Dr. Carnevale wouldn’t speculate as to why women make their choices. But he notes that if the proportion of women in fields where men dominate increased by just 10 percent, the gender pay gap would narrow considerably: from 78 cents paid to women for every dollar men receive to 90 cents for every dollar men receive.

Myth 3: Choice of major matters more than choice of college.

Not so. In seven states — Arkansas, Colorado, Minnesota, Tennessee, Texas, Virginia and Washington — students can search public databases for early earnings of graduates of institutions within the state. And those databases show that students who graduate from more selective schools tend to make more money. After all, the better the college, the better the professional network opportunities, through alumni, parents of classmates and eventually classmates themselves.

These undergraduates are more able to pursue majors in lower paying fields because their networks help them land good jobs. Arts, humanities and social science majors are more prevalent on elite campuses than at second-tier colleges, where students tend to pick vocational majors like business, education and health. In all, more than half of students at less selective schools major in career-focused subjects; at elite schools, less than a quarter do, according to an analysis by the website FiveThirtyEight of the 78 “most selective schools” in Barron’s rankings, compared with 1,800 “less selective schools.”

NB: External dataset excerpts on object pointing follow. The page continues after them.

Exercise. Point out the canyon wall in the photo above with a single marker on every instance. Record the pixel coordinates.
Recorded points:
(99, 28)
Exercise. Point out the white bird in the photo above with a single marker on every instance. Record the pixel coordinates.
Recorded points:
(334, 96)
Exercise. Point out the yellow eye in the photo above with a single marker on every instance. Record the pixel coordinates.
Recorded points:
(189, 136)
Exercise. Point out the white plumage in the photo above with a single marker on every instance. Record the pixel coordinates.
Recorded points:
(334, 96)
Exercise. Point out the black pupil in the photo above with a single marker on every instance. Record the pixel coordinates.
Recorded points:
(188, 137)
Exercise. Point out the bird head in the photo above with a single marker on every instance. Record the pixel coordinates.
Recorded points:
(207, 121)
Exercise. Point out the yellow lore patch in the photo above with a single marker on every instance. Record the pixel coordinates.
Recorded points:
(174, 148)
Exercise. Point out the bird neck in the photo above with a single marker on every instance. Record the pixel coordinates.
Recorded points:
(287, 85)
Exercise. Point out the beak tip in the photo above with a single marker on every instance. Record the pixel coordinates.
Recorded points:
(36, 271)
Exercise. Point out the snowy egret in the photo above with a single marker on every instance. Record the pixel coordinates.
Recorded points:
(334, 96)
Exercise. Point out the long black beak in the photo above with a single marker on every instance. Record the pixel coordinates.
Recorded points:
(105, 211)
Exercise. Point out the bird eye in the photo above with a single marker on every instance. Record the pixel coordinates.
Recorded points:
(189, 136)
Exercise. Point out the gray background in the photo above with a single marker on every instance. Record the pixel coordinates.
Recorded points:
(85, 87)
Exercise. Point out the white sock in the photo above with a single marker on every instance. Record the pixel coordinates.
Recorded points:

“Students at selective colleges are allowed to explore their intellectual curiosity as undergraduates because they will get their job training in graduate school or have access to a network that gets them top jobs, regardless of their undergraduate major,” Dr. Carnevale said.

They are also more likely to have two majors than students at second-tier colleges, who tend to be more financially needy and have to work, affording less time to double major.

One tip: Complementary majors with overlapping requirements are easier to juggle, but two unrelated majors probably yield bigger gains in the job market, said Richard N. Pitt, an associate professor of sociology at Vanderbilt University who has studied the rise of the double major. “It increases your breadth of knowledge,” he said.

Myth 4: Liberal arts majors are unemployable.

The liberal arts is a favorite target of politicians, with the latest salvo coming from the governor of Kentucky, Matt Bevin. “If you’re studying interpretive dance, God bless you, but there’s not a lot of jobs right now in America looking for people with that as a skill set,” Governor Bevin said in a speech in September.